I had gotten really into FFXIV a while back and you better believe that many of my conversations about that game would’ve been gibberish if you didn’t play it. Using short-hand terms for dungeons, bosses, skills, combos helped for tactical speech during the fight but it also felt like a new language, which adds a little bit of fun to the community surrounding the game.
I haven’t really gotten into Into The Breach’s community, or language, yet despite loving that game. I think I’m approaching the game the same way I approach chess, which is an apt comparison considering how chess-like Into the Breach can be. I’m enjoying it, but I don’t really want to dive into it. I’ll beat it, probably 100% it, but I don’t care about reading up strategies or watching livestreams. It’s just a fun game.

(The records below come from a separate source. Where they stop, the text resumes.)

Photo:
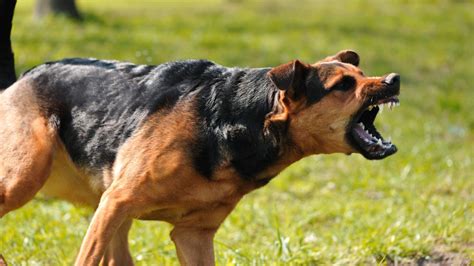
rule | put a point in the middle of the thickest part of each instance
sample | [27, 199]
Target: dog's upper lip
[362, 133]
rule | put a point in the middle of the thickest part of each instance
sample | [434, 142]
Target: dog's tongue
[362, 134]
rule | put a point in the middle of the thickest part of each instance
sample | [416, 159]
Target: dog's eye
[345, 84]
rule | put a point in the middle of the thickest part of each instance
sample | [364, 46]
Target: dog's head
[331, 105]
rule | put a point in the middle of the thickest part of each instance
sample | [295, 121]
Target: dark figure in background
[7, 62]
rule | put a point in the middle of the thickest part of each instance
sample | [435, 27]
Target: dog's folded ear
[345, 56]
[290, 77]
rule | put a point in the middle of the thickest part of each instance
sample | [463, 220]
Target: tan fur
[153, 175]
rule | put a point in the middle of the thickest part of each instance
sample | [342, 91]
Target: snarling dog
[180, 142]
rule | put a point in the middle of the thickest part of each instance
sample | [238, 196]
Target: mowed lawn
[333, 209]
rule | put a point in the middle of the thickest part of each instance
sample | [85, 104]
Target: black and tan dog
[180, 142]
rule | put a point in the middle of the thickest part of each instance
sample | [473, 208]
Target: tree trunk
[62, 7]
[7, 62]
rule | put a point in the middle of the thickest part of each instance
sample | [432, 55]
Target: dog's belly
[69, 183]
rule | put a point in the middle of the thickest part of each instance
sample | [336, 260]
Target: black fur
[101, 103]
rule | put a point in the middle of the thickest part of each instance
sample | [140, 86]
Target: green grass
[324, 209]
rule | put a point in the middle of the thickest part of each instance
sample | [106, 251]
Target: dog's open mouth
[365, 137]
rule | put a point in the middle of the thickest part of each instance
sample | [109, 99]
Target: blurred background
[413, 207]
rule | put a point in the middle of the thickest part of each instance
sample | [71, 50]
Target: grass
[333, 209]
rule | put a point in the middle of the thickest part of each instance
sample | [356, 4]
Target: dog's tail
[7, 62]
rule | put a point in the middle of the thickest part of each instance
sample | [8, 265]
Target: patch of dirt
[439, 257]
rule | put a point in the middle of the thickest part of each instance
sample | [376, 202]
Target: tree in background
[60, 7]
[7, 62]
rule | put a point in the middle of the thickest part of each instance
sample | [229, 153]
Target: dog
[180, 142]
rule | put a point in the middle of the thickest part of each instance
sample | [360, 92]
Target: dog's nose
[392, 79]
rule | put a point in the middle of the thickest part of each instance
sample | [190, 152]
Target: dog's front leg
[109, 216]
[194, 245]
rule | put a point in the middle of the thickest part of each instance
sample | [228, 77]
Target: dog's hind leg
[27, 142]
[117, 252]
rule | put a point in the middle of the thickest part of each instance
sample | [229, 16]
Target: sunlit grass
[325, 209]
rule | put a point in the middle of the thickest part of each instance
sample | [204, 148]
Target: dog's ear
[345, 56]
[290, 77]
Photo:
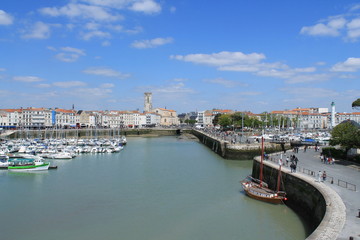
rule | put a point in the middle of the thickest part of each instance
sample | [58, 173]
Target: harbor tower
[147, 102]
[332, 115]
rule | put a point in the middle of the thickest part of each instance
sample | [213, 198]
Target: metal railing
[341, 183]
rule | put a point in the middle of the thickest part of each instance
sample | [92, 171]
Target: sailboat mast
[262, 158]
[279, 178]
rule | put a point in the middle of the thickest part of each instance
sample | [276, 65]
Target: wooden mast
[279, 178]
[261, 162]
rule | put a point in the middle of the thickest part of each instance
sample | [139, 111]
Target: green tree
[225, 120]
[190, 121]
[216, 119]
[356, 103]
[347, 135]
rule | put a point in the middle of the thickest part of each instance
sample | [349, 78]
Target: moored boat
[257, 189]
[24, 166]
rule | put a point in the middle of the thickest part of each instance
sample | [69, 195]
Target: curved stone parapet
[320, 205]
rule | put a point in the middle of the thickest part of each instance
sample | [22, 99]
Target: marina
[187, 193]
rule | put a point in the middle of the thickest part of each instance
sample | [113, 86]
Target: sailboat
[257, 189]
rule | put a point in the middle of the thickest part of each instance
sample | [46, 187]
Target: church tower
[147, 102]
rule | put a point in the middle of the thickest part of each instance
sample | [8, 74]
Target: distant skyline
[192, 55]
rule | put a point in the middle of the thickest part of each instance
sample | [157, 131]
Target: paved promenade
[343, 178]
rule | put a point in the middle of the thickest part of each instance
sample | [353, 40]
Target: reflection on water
[156, 188]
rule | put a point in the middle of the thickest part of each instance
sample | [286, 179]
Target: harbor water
[164, 188]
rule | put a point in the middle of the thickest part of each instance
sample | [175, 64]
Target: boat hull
[29, 168]
[254, 191]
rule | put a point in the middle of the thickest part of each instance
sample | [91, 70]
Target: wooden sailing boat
[257, 189]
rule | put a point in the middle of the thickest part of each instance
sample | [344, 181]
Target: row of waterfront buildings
[62, 118]
[299, 118]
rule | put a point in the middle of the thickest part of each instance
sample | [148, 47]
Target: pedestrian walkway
[344, 179]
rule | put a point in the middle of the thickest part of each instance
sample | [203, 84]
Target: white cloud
[350, 65]
[106, 72]
[346, 25]
[151, 43]
[106, 43]
[320, 29]
[68, 54]
[73, 10]
[222, 58]
[224, 82]
[39, 30]
[107, 85]
[146, 6]
[249, 93]
[95, 34]
[310, 93]
[5, 18]
[172, 9]
[240, 62]
[92, 92]
[355, 7]
[177, 88]
[69, 84]
[74, 50]
[43, 85]
[353, 29]
[309, 78]
[28, 79]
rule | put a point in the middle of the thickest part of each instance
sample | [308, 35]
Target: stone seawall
[236, 151]
[320, 206]
[90, 133]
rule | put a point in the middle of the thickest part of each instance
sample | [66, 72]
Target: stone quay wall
[236, 151]
[321, 207]
[90, 133]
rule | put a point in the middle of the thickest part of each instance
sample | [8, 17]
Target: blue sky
[192, 55]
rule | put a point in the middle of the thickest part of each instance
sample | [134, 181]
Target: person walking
[319, 176]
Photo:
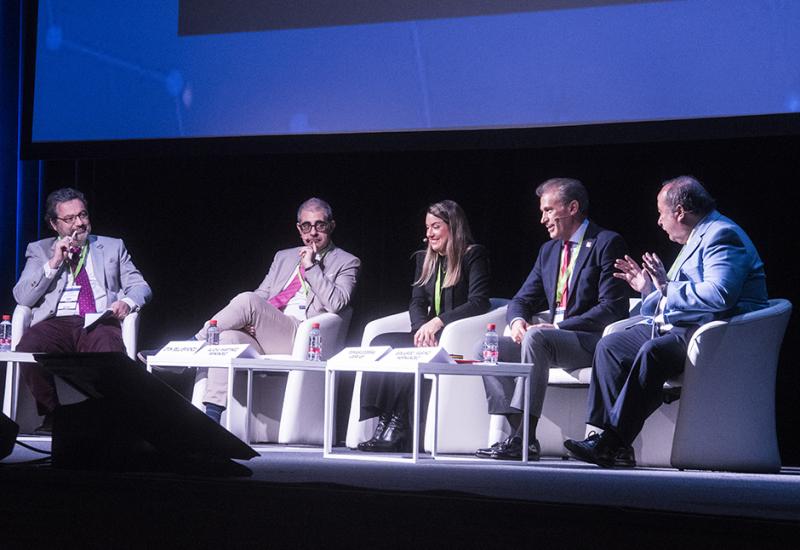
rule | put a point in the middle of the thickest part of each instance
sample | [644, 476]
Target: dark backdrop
[202, 229]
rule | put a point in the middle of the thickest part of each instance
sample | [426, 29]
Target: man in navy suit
[717, 274]
[573, 281]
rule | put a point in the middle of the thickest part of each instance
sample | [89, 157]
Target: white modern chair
[459, 424]
[725, 417]
[21, 403]
[289, 408]
[564, 411]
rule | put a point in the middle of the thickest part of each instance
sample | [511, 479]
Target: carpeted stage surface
[297, 499]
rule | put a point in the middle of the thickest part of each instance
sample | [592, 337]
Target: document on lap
[91, 319]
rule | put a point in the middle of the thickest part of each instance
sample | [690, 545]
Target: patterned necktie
[563, 276]
[284, 296]
[86, 303]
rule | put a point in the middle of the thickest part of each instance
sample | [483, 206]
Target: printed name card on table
[179, 349]
[222, 354]
[418, 355]
[359, 356]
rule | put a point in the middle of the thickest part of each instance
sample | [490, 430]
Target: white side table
[195, 362]
[330, 411]
[419, 370]
[11, 393]
[522, 370]
[265, 365]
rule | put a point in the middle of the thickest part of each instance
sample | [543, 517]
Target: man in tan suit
[302, 282]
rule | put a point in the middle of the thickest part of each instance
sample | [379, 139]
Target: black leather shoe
[393, 436]
[487, 452]
[47, 426]
[383, 420]
[595, 449]
[626, 457]
[511, 449]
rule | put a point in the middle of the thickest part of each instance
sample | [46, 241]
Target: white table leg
[526, 419]
[248, 405]
[415, 431]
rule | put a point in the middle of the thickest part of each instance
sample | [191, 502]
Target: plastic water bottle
[212, 335]
[314, 343]
[490, 344]
[5, 333]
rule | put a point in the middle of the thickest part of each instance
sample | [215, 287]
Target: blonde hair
[458, 243]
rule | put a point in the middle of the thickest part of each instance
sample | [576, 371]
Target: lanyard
[437, 291]
[301, 273]
[77, 269]
[561, 285]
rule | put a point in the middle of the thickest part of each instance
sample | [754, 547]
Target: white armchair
[726, 419]
[458, 424]
[286, 408]
[564, 411]
[20, 405]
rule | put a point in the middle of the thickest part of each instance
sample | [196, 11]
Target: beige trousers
[274, 333]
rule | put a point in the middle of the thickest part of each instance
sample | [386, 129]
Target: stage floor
[552, 499]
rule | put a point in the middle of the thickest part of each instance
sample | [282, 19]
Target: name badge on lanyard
[68, 305]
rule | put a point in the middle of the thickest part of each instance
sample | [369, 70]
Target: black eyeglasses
[70, 219]
[320, 226]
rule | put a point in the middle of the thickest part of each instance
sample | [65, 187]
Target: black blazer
[597, 297]
[467, 298]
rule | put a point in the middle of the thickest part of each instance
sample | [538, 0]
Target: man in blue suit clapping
[717, 274]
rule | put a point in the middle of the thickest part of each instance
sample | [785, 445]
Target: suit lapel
[694, 243]
[550, 274]
[585, 250]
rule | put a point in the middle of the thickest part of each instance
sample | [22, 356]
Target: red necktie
[282, 298]
[563, 275]
[86, 303]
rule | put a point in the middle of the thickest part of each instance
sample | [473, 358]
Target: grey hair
[58, 196]
[568, 190]
[316, 204]
[688, 192]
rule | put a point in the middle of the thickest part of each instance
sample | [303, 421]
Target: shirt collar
[580, 232]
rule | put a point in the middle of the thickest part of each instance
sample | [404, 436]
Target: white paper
[359, 356]
[91, 319]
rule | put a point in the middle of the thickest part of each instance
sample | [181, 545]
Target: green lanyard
[84, 250]
[437, 291]
[562, 280]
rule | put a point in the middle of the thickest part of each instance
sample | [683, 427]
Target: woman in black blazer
[451, 283]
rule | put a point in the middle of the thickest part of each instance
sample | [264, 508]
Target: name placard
[418, 355]
[359, 356]
[179, 349]
[222, 354]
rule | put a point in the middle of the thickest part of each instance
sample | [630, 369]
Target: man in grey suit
[302, 282]
[65, 278]
[718, 273]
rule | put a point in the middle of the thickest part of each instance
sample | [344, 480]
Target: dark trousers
[628, 375]
[63, 335]
[387, 392]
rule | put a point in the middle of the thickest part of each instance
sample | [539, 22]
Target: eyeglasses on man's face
[69, 220]
[320, 226]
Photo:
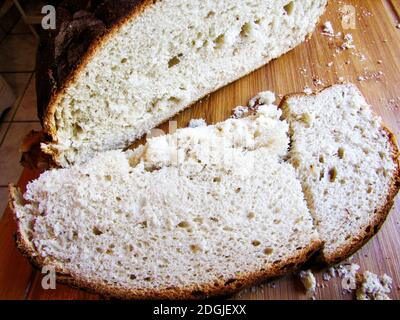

Edit: Now that I’m watching the Battlegrounds stream, the language from squads in Battlegrounds is wild. Since no houses are named, and some locations aren’t, you need to create and learn an entire new language. Things like café are easy, but then my squad also uses the terms asfak (started as ass factory and then shortened), cupcake stand, Triangle face, Ravenholm and quite a few others. Even guns and attachments have slowly gained new names like naming the pistol suppressor after someone in our group who constantly called them out, or calling the SCARL a Scarly Rae Jepson. It’s great when you get new people joining and you have no idea what you’re actually supposed to call things anymore.